Il y a deux évènements qui font très peur chaque année: Halloween et la descente de Kitzbühel. Le premier effraie les enfants, le second les skieurs, lancés à plus de 140 km/h dans les contreforts du Tyrol autrichien, sur la piste la plus célèbre et la plus dangereuse du circuit.

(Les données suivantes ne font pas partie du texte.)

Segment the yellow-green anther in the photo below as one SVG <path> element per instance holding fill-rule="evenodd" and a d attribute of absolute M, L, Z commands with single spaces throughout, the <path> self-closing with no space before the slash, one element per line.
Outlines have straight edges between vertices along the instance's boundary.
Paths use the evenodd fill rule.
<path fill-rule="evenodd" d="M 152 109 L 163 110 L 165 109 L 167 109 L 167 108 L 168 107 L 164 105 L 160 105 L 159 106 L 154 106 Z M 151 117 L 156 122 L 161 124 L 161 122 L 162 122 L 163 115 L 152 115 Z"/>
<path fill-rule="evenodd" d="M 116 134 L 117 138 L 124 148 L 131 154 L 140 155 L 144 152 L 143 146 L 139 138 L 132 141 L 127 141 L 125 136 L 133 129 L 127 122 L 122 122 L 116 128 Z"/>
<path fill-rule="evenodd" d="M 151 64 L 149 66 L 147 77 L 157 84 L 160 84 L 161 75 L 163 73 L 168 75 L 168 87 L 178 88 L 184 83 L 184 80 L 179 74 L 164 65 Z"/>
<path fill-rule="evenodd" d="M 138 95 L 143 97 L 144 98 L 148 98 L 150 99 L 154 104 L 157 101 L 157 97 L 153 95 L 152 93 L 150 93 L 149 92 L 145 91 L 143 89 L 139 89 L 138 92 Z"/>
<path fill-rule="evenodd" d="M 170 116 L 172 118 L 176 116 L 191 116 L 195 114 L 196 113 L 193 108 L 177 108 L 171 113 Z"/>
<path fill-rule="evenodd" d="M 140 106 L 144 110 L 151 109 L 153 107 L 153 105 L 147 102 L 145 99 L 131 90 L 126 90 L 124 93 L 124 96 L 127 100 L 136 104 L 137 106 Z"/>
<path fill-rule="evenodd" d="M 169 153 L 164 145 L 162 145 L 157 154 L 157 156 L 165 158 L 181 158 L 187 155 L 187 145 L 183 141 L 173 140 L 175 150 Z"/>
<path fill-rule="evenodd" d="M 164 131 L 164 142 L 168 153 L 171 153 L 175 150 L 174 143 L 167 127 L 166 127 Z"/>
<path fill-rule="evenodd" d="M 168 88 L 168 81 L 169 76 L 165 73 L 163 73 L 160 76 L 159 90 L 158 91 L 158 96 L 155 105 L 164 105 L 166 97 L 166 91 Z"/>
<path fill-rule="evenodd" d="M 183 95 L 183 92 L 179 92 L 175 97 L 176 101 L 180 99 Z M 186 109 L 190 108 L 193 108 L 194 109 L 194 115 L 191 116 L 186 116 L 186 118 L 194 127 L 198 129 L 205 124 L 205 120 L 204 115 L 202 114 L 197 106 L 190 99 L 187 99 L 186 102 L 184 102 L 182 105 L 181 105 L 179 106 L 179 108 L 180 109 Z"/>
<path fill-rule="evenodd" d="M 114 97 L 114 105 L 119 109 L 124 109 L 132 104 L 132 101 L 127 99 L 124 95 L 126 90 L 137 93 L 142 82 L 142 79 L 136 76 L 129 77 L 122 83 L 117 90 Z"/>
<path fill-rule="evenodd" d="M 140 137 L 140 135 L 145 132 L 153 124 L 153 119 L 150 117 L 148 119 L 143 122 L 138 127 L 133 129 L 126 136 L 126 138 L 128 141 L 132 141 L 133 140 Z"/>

C'est sur ces pentes de la saison dernière que le pauvre schwytzois, Urs Kryenbühl, flashé à 146,7 km/h dans le mur final, avait subi une «Horrorsturz» (chute horrible) le laissant avec une commotion cérébrale, une fracture de la clavicule et une déchirure des ligaments internes et croisés du genou droit.
Michael Huber, le chef du comité d'organisation, avait par la suite décidé qu'il fallait agir. «Je n'ai plus besoin de ça. Sinon, nous allons finir par briser les coureurs», avait-il confié à la Wiener Zeitung, expliquant que les skieurs ne devaient plus dépasser les 140 km/h.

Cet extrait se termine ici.